You have to chose either based on the hardware architecture you are using.

x86_64 (64-bit)

sudo yum install http://linuxdownload.adobe.com/adobe-release/adobe-release-x86_64-1.0-1.noarch.rpm -y

x86 (32-bit)

sudo yum install http://linuxdownload.adobe.com/adobe-release/adobe-release-i386-1.0-1.noarch.rpm -y

Install the Adobe Flash web browser plugin

The first command imports the GPG key for the Adobe Flash plugin repository and the second command installs the plugin itself.

sudo rpm --import /etc/pki/rpm-gpg/RPM-GPG-KEY-adobe-linux
sudo yum install flash-plugin -y

Checking the plugin

Type the following text in the Firefox address bar:

about:plugins

A section similar to the following should appear:

Flash-check-2.png

This information tells you that the Adobe Flash plugin has been successfully installed.


Also check the Adobe Flash Player test page

Installing the plugin on Chromium web browser

Follow all of the instructions in the Enabling Flash Plugin section. Then:

- on 32-bit, create a symbolic link that tells Chromium how to find the 32-bit plugin:

su -c 'ln -s /usr/lib/mozilla/plugins/libflashplayer.so /usr/lib/chromium-browser/plugins/libflashplayer.so'

- on 64-bit, create a symbolic link that tells Chromium how to find the 64-bit plugin:

su -c 'ln -s /usr/lib64/mozilla/plugins/libflashplayer.so /usr/lib64/chromium-browser/plugins/libflashplayer.so'

- Exit all Chromium windows and restart Chromium.

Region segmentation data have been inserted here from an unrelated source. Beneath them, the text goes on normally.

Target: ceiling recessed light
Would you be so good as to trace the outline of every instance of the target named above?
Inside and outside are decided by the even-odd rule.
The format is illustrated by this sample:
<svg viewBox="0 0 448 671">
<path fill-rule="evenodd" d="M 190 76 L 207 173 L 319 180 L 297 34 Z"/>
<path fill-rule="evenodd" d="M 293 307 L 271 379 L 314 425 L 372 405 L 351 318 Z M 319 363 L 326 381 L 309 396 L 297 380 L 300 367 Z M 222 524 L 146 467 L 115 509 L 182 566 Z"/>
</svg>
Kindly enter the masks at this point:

- In the Chromium address bar, type "about:plugins" to check whether the plugin loaded. You may have to re-run Chromium with the --enable-plugins command line switch to force Chromium to re-scan its plugins folder.

Installing Gnash

Fedora includes a free and open source Flash player called Gnash. Gnash is very modular and includes plugins for Mozilla and Konqueror as well as a desktop player. You likely want the Mozilla plugin.

Use PackageKit or run the following as root user

yum remove nspluginwrapper
yum install gnash-plugin

If you use Konqueror as your web browser,

 yum install gnash-klash 

If you would like to have a desktop flash player,

 yum install gnash 

Note that Flash often relies on MP3 for audio and Fedora cannot include support for it since it is a patent encumbered format. Gnash uses the Gstreamer multimedia framework and hence additional multimedia codecs can be installed separately. Third party repositories might provide such codecs.